Advertisement

Immigrants OK Union; Largest Action in Years

Share
TIMES LABOR WRITER

In what was seen as a significant test of organized labor’s ability to replenish sagging membership by signing up low-wage immigrant workers, employees of a large automobile wheel manufacturing company south of Compton voted Thursday to affiliate with the International Assn. of Machinists.

The 655-403 vote in favor of union representation at American Racing Equipment Inc. was one of the largest union representation elections held in the United States this year, and one of the biggest in the Los Angeles area in several years, National Labor Relations Board officials said.

It was also the largest manufacturing plant that labor has organized in Los Angeles in more than two decades, according to Dave Sickler, the AFL-CIO’s regional director and one of organized labor’s most fervent advocates of organizing immigrants.

Advertisement

The workers won the right to bargain with their employer on an initial contract--an often contentious process that can take months or years.

American Racing’s employees, most of them Mexican immigrants who make about $7 an hour, staged a wildcat strike last summer to protest what they said were unsafe and uncompensated demands for faster production.

The three-day walkout, which ended when management agreed to a wage increase, virtually shut down the production of aluminum wheels at the company’s main plant.

Longtime observers of organized labor in Southern California said a wildcat strike by a non-union work force at a large plant was highly unusual.

In the wake of the walkout, the machinists union and Sickler’s office assigned an unusually large team of eight full-time organizers to solicit worker interest in a union campaign. Workers petitioned the National Labor Relations Board for an election.

Officials at American Racing Equipment, owned by Toronto-based Noranda Corp., declined several requests for comment during the past week.

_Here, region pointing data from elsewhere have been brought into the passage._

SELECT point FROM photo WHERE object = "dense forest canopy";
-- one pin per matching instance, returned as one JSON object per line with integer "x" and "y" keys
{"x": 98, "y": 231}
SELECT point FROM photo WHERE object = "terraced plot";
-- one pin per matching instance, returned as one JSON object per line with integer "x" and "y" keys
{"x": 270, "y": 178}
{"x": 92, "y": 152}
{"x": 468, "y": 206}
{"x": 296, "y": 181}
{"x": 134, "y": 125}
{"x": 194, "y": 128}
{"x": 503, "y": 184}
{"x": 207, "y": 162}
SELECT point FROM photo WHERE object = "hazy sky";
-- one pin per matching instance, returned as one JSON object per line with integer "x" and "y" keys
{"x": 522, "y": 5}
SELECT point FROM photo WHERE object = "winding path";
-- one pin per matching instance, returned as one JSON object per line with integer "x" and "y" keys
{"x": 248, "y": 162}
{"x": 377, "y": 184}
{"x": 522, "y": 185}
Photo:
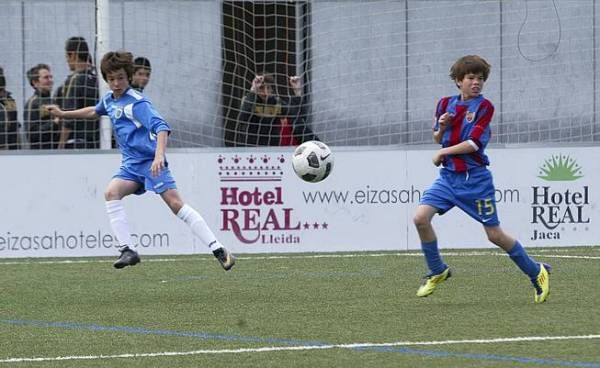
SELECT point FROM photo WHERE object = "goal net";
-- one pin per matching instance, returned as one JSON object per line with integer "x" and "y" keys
{"x": 370, "y": 71}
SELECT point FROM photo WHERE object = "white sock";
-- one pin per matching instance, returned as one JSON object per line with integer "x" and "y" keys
{"x": 199, "y": 227}
{"x": 119, "y": 223}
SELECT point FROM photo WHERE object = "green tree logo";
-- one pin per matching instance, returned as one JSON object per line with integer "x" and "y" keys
{"x": 560, "y": 168}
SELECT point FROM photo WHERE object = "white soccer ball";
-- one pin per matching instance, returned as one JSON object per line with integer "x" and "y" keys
{"x": 312, "y": 161}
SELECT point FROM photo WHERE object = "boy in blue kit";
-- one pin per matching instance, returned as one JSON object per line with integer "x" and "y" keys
{"x": 462, "y": 127}
{"x": 142, "y": 137}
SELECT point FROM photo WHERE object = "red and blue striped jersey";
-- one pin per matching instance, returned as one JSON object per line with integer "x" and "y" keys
{"x": 470, "y": 121}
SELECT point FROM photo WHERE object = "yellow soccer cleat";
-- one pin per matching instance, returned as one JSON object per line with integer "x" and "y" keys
{"x": 542, "y": 284}
{"x": 432, "y": 281}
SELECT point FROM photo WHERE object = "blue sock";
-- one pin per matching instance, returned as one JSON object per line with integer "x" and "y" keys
{"x": 433, "y": 257}
{"x": 519, "y": 255}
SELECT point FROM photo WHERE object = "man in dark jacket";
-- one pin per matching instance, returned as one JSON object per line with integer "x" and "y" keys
{"x": 41, "y": 130}
{"x": 263, "y": 112}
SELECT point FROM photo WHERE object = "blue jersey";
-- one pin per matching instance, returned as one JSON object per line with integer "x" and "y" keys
{"x": 470, "y": 121}
{"x": 136, "y": 124}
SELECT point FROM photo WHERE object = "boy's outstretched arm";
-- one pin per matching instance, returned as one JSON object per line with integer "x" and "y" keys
{"x": 159, "y": 155}
{"x": 84, "y": 113}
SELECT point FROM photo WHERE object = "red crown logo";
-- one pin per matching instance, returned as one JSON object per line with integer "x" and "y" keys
{"x": 250, "y": 168}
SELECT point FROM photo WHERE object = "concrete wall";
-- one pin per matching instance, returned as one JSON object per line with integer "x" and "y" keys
{"x": 377, "y": 67}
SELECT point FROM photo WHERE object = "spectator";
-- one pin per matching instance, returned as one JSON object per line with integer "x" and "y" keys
{"x": 41, "y": 130}
{"x": 141, "y": 73}
{"x": 9, "y": 125}
{"x": 263, "y": 114}
{"x": 79, "y": 90}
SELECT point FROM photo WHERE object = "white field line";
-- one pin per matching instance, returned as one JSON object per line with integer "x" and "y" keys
{"x": 309, "y": 256}
{"x": 301, "y": 348}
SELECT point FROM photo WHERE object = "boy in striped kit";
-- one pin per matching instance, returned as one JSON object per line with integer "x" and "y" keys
{"x": 462, "y": 127}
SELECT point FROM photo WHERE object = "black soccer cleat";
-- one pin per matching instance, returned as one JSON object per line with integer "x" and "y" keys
{"x": 128, "y": 257}
{"x": 226, "y": 259}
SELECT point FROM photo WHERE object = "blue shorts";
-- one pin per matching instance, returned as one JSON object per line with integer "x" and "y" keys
{"x": 472, "y": 191}
{"x": 140, "y": 173}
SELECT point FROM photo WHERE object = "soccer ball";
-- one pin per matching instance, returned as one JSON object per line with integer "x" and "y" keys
{"x": 312, "y": 161}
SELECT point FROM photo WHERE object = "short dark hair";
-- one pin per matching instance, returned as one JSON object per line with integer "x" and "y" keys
{"x": 470, "y": 64}
{"x": 115, "y": 60}
{"x": 79, "y": 47}
{"x": 33, "y": 74}
{"x": 141, "y": 62}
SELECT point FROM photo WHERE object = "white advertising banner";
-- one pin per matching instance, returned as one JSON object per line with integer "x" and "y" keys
{"x": 54, "y": 205}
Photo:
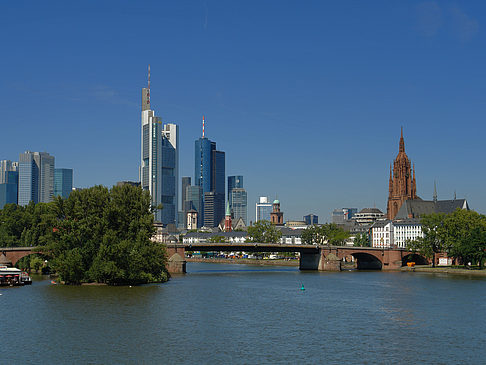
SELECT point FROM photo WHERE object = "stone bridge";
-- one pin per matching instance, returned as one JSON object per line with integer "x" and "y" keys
{"x": 312, "y": 257}
{"x": 323, "y": 258}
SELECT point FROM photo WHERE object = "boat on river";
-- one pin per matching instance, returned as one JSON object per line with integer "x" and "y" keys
{"x": 11, "y": 276}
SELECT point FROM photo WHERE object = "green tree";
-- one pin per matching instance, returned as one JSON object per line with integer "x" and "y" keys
{"x": 465, "y": 236}
{"x": 105, "y": 236}
{"x": 362, "y": 240}
{"x": 432, "y": 241}
{"x": 263, "y": 232}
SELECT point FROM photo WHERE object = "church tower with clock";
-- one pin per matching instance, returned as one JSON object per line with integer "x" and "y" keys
{"x": 402, "y": 184}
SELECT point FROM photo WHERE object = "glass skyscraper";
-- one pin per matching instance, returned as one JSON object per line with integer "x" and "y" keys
{"x": 36, "y": 177}
{"x": 9, "y": 188}
{"x": 63, "y": 182}
{"x": 234, "y": 182}
{"x": 209, "y": 174}
{"x": 240, "y": 204}
{"x": 263, "y": 209}
{"x": 159, "y": 168}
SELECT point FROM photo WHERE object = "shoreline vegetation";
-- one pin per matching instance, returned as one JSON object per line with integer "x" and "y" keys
{"x": 295, "y": 263}
{"x": 96, "y": 235}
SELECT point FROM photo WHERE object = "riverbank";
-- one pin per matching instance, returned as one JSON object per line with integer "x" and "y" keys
{"x": 445, "y": 270}
{"x": 244, "y": 261}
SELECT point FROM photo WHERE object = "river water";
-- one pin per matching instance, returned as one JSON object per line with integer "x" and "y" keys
{"x": 239, "y": 314}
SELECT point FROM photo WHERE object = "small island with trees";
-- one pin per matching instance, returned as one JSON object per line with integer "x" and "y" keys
{"x": 96, "y": 235}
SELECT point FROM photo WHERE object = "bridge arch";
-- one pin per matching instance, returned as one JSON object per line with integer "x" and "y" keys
{"x": 367, "y": 261}
{"x": 414, "y": 257}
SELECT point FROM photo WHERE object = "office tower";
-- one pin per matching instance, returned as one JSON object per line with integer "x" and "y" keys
{"x": 209, "y": 174}
{"x": 194, "y": 201}
{"x": 233, "y": 183}
{"x": 36, "y": 177}
{"x": 63, "y": 182}
{"x": 311, "y": 219}
{"x": 339, "y": 216}
{"x": 9, "y": 188}
{"x": 5, "y": 167}
{"x": 239, "y": 204}
{"x": 213, "y": 208}
{"x": 263, "y": 209}
{"x": 159, "y": 161}
{"x": 186, "y": 181}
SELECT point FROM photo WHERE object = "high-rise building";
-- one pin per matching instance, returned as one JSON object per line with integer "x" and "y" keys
{"x": 311, "y": 219}
{"x": 209, "y": 174}
{"x": 263, "y": 209}
{"x": 233, "y": 183}
{"x": 402, "y": 185}
{"x": 339, "y": 216}
{"x": 9, "y": 188}
{"x": 5, "y": 167}
{"x": 239, "y": 207}
{"x": 276, "y": 217}
{"x": 194, "y": 201}
{"x": 213, "y": 208}
{"x": 36, "y": 177}
{"x": 159, "y": 161}
{"x": 63, "y": 182}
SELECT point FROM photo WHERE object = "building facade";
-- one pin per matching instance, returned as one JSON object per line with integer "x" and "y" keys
{"x": 401, "y": 185}
{"x": 36, "y": 178}
{"x": 263, "y": 209}
{"x": 342, "y": 215}
{"x": 159, "y": 167}
{"x": 63, "y": 182}
{"x": 311, "y": 219}
{"x": 276, "y": 217}
{"x": 209, "y": 174}
{"x": 239, "y": 207}
{"x": 9, "y": 188}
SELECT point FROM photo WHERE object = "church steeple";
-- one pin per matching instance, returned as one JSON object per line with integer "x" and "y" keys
{"x": 402, "y": 143}
{"x": 402, "y": 185}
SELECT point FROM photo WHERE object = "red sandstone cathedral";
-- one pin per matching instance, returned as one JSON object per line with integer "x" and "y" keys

The company operates three plants in Rancho Dominguez, a small industrial town.

Advertisement

“There are millions of other workers watching what you’ve done today who’ll take strength from this,” Sickler told a gathering of American Racing workers Thursday night in a union hall that machinists organizers established during the organizing campaign. “This is a very historic day.”

Labor officials have spent years talking about the need to recruit immigrant workers to replace the hundreds of thousands of union members who were lost during the 1980s because of plant closures and increased employer hostility to unions. However, relatively few intensive efforts have targeted immigrant workers.

Thursday’s victory was unusual because unions have had particular trouble winning representation elections at large companies.

While unions win representation elections at nearly half of all U.S. companies with fewer than 100 workers, they win only about one-third of the time at companies with 100 to 500 workers. The reason is often that larger companies tend to expend significant resources, hiring anti-union consultants and preparing videotapes for employees to watch before the vote.

The average union representation election involves fewer than 50 workers. Labor has been organizing fewer than 50,000 new workers each year in the private sector, while losing substantially more members because of plant closures and layoffs.